Do ponto de vista dos direitos civis, o prejuízo é tremendo. Aquele campo político – efetivamente popular, liderado hoje pelo presidente Lula – que tinha compromisso com bandeiras progressistas terá de fazer inúmeras concessões e abandonar pontos de vista históricos, para manter as chances de continuar na presidência. Verifica-se que está despertando na sociedade os sentimentos mais obscuros, retrógrados e fundamentalistas. No Entre Aspas desta quinta-feira, um dos convidados relatou que freqüentou uma igreja evangélica em que o pastor discorreu longamente sobre os perigos que o PT representa. Ao final do culto, o pastor perguntou “Então, em quem vocês não vão votar?”. Os fiéis, erguendo os punhos em riste, gritavam: “Dilma! Dilma! Dilma!”. No vídeo abaixo, um padre da Rede Canção Nova estimula as pessoas a, não apenas votarem contra o PT, mas também a disseminaram esta mensagem.
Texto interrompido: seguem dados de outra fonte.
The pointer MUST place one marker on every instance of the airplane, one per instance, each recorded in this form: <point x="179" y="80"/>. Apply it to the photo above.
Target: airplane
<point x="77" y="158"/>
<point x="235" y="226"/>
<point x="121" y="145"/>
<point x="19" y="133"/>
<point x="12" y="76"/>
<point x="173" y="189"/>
Infelizmente, os grupos religiosos podem virar esta eleição. São extremamente articulados, coesos, e podem mudar sua opinião com muita facilidade. Basta a sinalização de uma liderança, a evocação de um “fundamento”, um dogma, aos quais devem obedecer, sem questionamentos, sem resistência. Dilma está no corner, encurralada, a pior posição para um candidato. O desafio é articular com lideranças religiosas para reverter o quadro e, infelizmente, conceder as garantias que forem necessárias, em nome de algo maior. Por outro lado, a candidatura governista precisa estabelecer outra agenda eleitoral, politizar a campanha, trazer mais temas para o debate, e fugir desta seara tão desfavorável. Os outros temas tendem a beneficiar o governo, nem todos os cristão serão levados pela onda difamatória, e Dilma terminou o primeiro turno a 3 pontos percentuais da vitória. Nem tudo está perdido. Agora, muito mais que em 2002, a esperança tem de vencer o medo.